The judge has set a high bar for conviction in the AIPAC secrets case, telling prosecutors that they must show the two lobbyists charged under espionage laws knew that the U.S. would be hurt by disclosure of the material that they are accused of passing to reporters and Israeli officials.

The defendants, Steven Rosen and Keith Weissman, two lobbyists for the American-Israel Public Affairs Committee, are charged with conspiring with a Department of Defense intelligence analyst to leak U.S. secrets in an apparent effort to influence U.S. policy toward Iran.

In a transcript of a recent pretrial hearing, made available Tuesday, the judge in the case makes it clear that prosecutors must prove intention, or what lawyers call “mens rea” — Latin for “a guilty mind” — for every element of the conspiracy.

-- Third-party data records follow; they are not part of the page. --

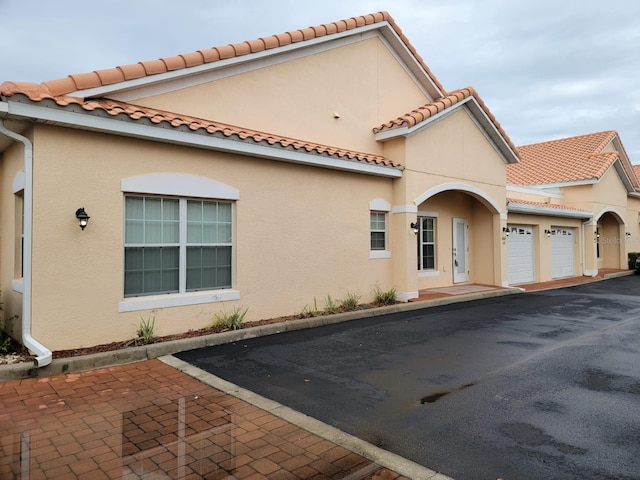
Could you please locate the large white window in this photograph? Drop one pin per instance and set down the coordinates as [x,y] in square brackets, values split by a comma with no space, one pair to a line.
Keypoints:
[427,243]
[176,245]
[378,230]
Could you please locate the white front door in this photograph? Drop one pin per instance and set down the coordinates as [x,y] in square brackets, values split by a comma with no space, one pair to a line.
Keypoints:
[520,254]
[562,252]
[460,250]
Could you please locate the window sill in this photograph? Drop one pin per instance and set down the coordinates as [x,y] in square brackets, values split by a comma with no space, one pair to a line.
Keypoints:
[428,273]
[176,300]
[17,285]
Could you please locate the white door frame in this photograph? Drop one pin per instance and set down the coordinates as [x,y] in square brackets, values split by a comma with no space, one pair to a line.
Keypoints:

“The Court imposed the requirement that the government prove that the defendant knew the information … would harm the United States,” Judge Thomas Ellis told the Nov. 16 hearing.

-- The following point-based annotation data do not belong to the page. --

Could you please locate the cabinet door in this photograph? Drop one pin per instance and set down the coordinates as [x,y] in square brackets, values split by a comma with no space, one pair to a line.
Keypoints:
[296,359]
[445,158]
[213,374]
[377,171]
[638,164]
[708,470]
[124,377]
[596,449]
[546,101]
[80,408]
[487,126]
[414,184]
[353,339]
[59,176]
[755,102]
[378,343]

That matters, explains government transparency advocate Steven Aftergood of the Federation of American Scientists, because it “distinguishes the activities with which they are charged from the routine activities of reporters and advocates who may made trade in classified information,” but don’t do so with the intention of harming U.S. security.

In a statement announcing the indictment, prosecutors charged that since at least April 1999, Mr. Rosen and Mr. Weissman had “use• their contacts within the U.S. government … to gather sensitive U.S. government information, including classified information … for subsequent unlawful communication, delivery, and transmission to persons not entitled to receive it.”

The case has raised the hackles of civil liberties advocates who charge that overzealous prosecutors are abusing an overbroad statute designed to punish spies to criminalize the everyday behavior of reporters, lobbyists and researchers, all of whom occasionally trade in secrets — the stock in trade of Washington’s backroom policy process.

Jonathan Turley, professor of law at George Washington University, said the prosecution had “radically expanded the practical scope of national security law.” He said it had always been understood that government employees who leaked were in criminal jeopardy, but not the reporters — or in this case, lobbyists — to whom they were leaking. He said the case was an effort to “criminalize the act of simply receiving classified information.”

Judge Ellis fueled those fears when he told a hearing earlier this year that the law on its face applies to everyone: “academics, lawyers, journalists, professors, whatever.”

The Department of Justice routinely declines comment on ongoing cases, but prosecutors have said in court filings that they “recognize that a prosecution under the espionage laws of an actual member of the press … would raise legitimate and serious issues and would not be undertaken lightly.”

“The fact that there has never been such a prosecution speaks for itself,” they said.

But former counterintelligence officials who have followed the case make a distinction between reporters — who seek information in order to publish it to illuminate public debate — and the defendants — who are accused of using that information in a covert effort to influence U.S. foreign policy by passing it on to foreign officials.

“This was a counterespionage investigation,” said one retired veteran earlier this year, pointing out that it had been conducted by the counterintelligence unit at the FBI’s Washington Field Office. “They were looking for spies. Those guys don’t do leaks.”